On 13/09/06, Rob Rittenhouse <rob@xxxxxxxxxxx> wrote:
> I would like all participants in this discussion to answer this question
> "Do know about any Moodle implementation in your institution?" and give
> some detail about it.

Our university switched from Blackboard to Moodle this year after a year
long pilot hosted by the CS department and co-administered by yours
truly. Justification:
1. Cost: BB would cost us $12,000 which for a 1500 FTE school is rather
steep. BB licensing costs were rising rapidly and we believed BB was
more interested in large scale implementation than small schools such as
ourselves (unofficial motto -- "We have no money")
2. Features: Moodle offered us more (BB Basic is just that)
3. Moodle is a dynamic project with a supportive community. We felt it
was really going somewhere.

In addition to the university installation we are experimenting with
adapting Moodle as a portfolio support system and in using Moodle as a
collaborative work space and repository for departments, committees and
the like.


I've been using Moodle for my own courses for a year, and have started recruiting other teachers. So far we have around 20 courses, though not all of them are currently running. We have no official LMS at our university, though there is a big push in our department to use BeCampus, a program written by a university-owned company. (It used to be called the Virtual Campus, but they changed the name either because it was already trademarked or because teachers started calling it the Viral Campus.) I've never used it for more than ten minutes, because that's usually as long as it takes to get an error message (this is progress - earlier versions used to freeze my screen). Crashes aside, all the reasons for Moodle you give apply in this case, and teachers I know who've used both systems prefer Moodle. Incidentally, at our symposium in the summer, we had a talk from Martin Eayrs from Salford university on LMSs. We demonstrated various features of BB, which is what they use there, but admitted that Moodle was better, and he wished the universtiy admin had thought twice before getting locked into BB.

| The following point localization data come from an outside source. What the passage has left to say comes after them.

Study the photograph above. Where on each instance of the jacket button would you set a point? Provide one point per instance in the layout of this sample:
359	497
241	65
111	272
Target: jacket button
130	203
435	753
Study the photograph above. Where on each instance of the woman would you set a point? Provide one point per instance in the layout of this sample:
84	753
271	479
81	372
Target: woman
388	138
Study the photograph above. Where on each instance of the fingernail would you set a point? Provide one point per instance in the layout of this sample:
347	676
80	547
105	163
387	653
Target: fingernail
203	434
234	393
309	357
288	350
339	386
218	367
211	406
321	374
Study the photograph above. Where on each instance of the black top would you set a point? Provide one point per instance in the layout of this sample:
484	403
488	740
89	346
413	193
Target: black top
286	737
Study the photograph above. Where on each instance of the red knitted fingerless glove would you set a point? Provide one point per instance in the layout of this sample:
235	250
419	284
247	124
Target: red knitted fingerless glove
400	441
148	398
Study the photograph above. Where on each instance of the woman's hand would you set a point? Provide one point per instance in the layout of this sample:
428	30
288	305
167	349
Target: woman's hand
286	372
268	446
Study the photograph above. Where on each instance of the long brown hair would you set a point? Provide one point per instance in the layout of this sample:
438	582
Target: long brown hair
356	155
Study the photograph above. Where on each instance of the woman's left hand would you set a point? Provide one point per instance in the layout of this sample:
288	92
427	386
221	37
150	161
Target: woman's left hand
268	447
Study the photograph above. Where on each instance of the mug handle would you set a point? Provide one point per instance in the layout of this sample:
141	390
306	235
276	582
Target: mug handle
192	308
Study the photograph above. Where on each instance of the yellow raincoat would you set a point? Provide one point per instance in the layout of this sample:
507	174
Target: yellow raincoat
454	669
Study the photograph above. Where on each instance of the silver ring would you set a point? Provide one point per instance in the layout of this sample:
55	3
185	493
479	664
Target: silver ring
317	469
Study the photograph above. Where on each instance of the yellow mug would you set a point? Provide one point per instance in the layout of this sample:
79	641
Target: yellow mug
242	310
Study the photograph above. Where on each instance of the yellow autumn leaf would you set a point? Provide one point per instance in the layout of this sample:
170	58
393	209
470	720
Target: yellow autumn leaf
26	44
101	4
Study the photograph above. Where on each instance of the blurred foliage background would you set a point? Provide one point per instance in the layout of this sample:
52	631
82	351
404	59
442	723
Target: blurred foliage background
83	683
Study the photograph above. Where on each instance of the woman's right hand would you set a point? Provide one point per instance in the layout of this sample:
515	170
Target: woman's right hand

I'm also interested in using Moodle as a collaborative space, and in
fact set up two "courses" for teachers, one for educational technology
and one for general teaching/departmental issues. However, the uptake
has been fairly low. I think you have to get a large number of
teachers comfortable with using Moodle for their own courses before
they'll participate in such projects (the reverse of my original plan,
which was to get teachers using Moodle as a shared space first, which
I thought might encourage them to create their own courses).

Please keep us informed of how things go in your institution.

BTW, I don't know who you'd need to contact (possibly Alex Little),
but it would be worth checking out the Moodle implementation at the
Open University (www.open.ac.uk). They went over to Moodle in a big
way about a year ago. By "big" I mean 5m pounds big.